Debug mode disabled:
Debug mode enabled:
Verify that your datamodel doesn’t contain synthetic keys
When you join two tables, it can be done based on primary key and foreign key relationship based on a column. We can treat it as a normal join between the two tables. The problem starts when the joining is on more than one columns. The synthetic key scenario is when you have same column name for more than one columns between the loaded tables. The impact could be a datamodel with unnecessary data as well as waste of memory.
Tip: Avoid synthetic keys using Qualify, autonumber or alias functions.
Conclusion
A Qlik application can contain a lot of data and testing can be complex for both developers and testers.
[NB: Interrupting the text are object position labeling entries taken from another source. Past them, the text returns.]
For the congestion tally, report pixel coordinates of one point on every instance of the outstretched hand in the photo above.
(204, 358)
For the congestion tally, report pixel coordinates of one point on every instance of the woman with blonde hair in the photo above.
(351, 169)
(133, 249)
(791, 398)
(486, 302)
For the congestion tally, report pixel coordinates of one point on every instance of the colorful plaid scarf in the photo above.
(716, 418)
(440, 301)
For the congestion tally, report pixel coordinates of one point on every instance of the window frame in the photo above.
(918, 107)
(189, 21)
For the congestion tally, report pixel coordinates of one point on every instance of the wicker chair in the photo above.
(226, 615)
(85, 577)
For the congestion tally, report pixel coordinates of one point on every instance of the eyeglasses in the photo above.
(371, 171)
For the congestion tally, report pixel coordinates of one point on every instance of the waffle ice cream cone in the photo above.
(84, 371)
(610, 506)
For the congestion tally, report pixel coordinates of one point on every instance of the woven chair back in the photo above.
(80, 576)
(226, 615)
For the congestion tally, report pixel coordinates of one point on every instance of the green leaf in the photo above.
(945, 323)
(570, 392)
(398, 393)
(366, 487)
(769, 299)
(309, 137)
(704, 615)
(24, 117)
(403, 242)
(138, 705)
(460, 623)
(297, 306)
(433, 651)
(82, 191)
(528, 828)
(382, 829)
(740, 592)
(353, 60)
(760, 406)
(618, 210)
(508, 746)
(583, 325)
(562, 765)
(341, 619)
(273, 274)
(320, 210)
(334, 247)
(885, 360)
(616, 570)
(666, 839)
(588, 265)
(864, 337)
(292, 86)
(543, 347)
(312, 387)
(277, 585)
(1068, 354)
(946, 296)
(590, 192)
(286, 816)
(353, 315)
It’s important both work hand in hand through each stage of development as well as before going live to a production environment. The time investment for proper testing guarantees end users to have proper data in the Qlik applications.
Testing an application is paramount before releasing it to end users as they will make decisions based on the numbers provided. This investment in time and workforce is important as wrong figures create stress and risk of failure for the whole project. Trust must be built with users and management to use the application, and this trust can be built only if the dashboards answer their needs in terms of design, data and performance. Testing is key!